Depuis l’automne, la parole des femmes se libère, ou du moins elle est enfin écoutée, entrainant une prise de conscience générale, et la levée progressive de l’impunité sur les violences de genre, et c’est une bonne chose. Y aura-t-il un avant et un après #metoo ? De nombreuses féministes le pensent, parlant même d’une « étape décisive dans la libération des femmes et du désir »[[Clémentine Autain]].
Évidemment, les choses ne se font pas sans résistance, et des controverses tentent de détourner l’attention de l’essentiel, en disqualifiant ces paroles de femmes, y compris dans les médias généralistes (cf articles d’Acrimed).
Les médias réactionnaires n’ont pas manqué de fustiger les féministes, et de revendiquer qu’on ne touche pas à la virilité et la féminité, comprenez à la domination masculine et à la soumission féminine, dans un réflexe d’auto-défense passéiste, essentialiste et hétérosexiste.
Et puis il y a eu la tribune du Monde, portée par des femmes de la classe dominante, parmi celles qui ont « tiré leur épingle du jeu au sein du système patriarcal »[[Leslie Kaplan]], et qui opposent liberté et égalité. Mais « cette prétendue liberté est encore et toujours celle d’une complémentarité asymétrique et d’un devoir des femmes à consentir »[[Réjane Sénac]].
La tribune véhicule la caricature éculée des féministes, sorcières psycho-rigides et « mal baisées » qui agiraient par haine des hommes… Cela pourrait faire rire. Pire, elle délégitime la parole de millions de femmes. Or, dire qu’on a été victime, c’est justement sortir de la posture de « victime silencieuse et isolée »[[Tribune « Les féministes peuvent-elles parler ? »]], c’est reprendre la main sur sa vie en participant à un acte collectif d’émancipation.
Les signataires prétendent prendre la défense des hommes, mais quand elles parlent de leur « pulsion sexuelle [qui] est par nature offensive et sauvage », ce sont au fond des propos sexistes. Est-il valorisant pour les hommes de s’entendre comparer à des brutes épaisses incapables de se contrôler ?
Cette tribune a suscité des réactions nombreuses, pertinentes, et solidement construites. Au final, elle aura permis aux féministes d’affûter et de promouvoir leurs arguments (et je les cite abondamment).
Depuis les années 1970, les luttes contre le sexisme se situent dans la continuité de celles pour l’émancipation sexuelle, et l’histoire montre que « sur les voies de l’émancipation, s’inventent aussi de nouvelles formes d’érotisme, de relations et de désirs »[[Juliette Rennes]].
Les féministes ne refusent pas la séduction et la sexualité, elles en rejettent les normes traditionnelles, basées sur des schémas étriqués. Refuser la violence, ce n’est pas éteindre le désir. « Ce qui est désirable ou pas n’est pas inscrit dans une nature éternelle, mais dans une histoire politique du désir »[[Juliette Rennes]].

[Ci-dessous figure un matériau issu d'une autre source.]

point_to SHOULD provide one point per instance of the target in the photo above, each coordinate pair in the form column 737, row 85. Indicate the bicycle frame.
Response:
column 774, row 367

« Ce bougé radical dans la conception de la séduction et des rapports charnels suppose toujours d’attirer l’autre à soi, mais pas pour le posséder : pour nourrir une relation entre sujets libres et égaux »[[Clémentine Autain]].
Non, les féministes ne sont pas du côté de l’ordre moral ! Elles ne veulent plus être seulement objets de désir mais se revendiquent sujets désirants, et veulent placer le débat sur le terrain politique. La liberté et l’égalité ne sont pas contradictoires : « l’égalité est la condition de la liberté. Pour être libre, il faut être un sujet égal, émancipé de la maîtrise par un plus fort »[[Réjane Sénac]].
Rappelons que « Le féminisme est un mouvement qui vise à mettre fin au sexisme, à l’exploitation sexiste et à l’oppression. […] Cette définition […] énonce très clairement que le mouvement n’est pas anti-mâle. Il est clair que le problème est le sexisme »[[Bell Hooks]].
Allons plus loin, avec le livre d’Attac-Copernic publié en 2013 : Le féminisme pour changer la société. Combattre les inégalités subies par les femmes est un puissant levier de transformation sociale : créer 500 000 places dans un service public de la petite enfance qui serait gratuit permettrait à davantage de femmes de travailler, et créerait des emplois majoritairement féminins ; et en accroissant le taux d’activité des femmes, on gagnerait pour le financement des retraites. Cela suppose de s’attaquer au système capitaliste pour une autre redistribution des profits. Plutôt que viser à ce que les femmes puissent articuler vie professionnelle et vie familiale, exigeons la réduction du temps de travail pour toutes et tous. Interdire le cumul des mandats en politique, modifier les modèles de l’engagement politique, syndical, ou associatif, améliorerait la démocratie.
Bref, le féminisme est un vecteur de progrès pour toutes et tous, vers une société plus égalitaire et plus juste.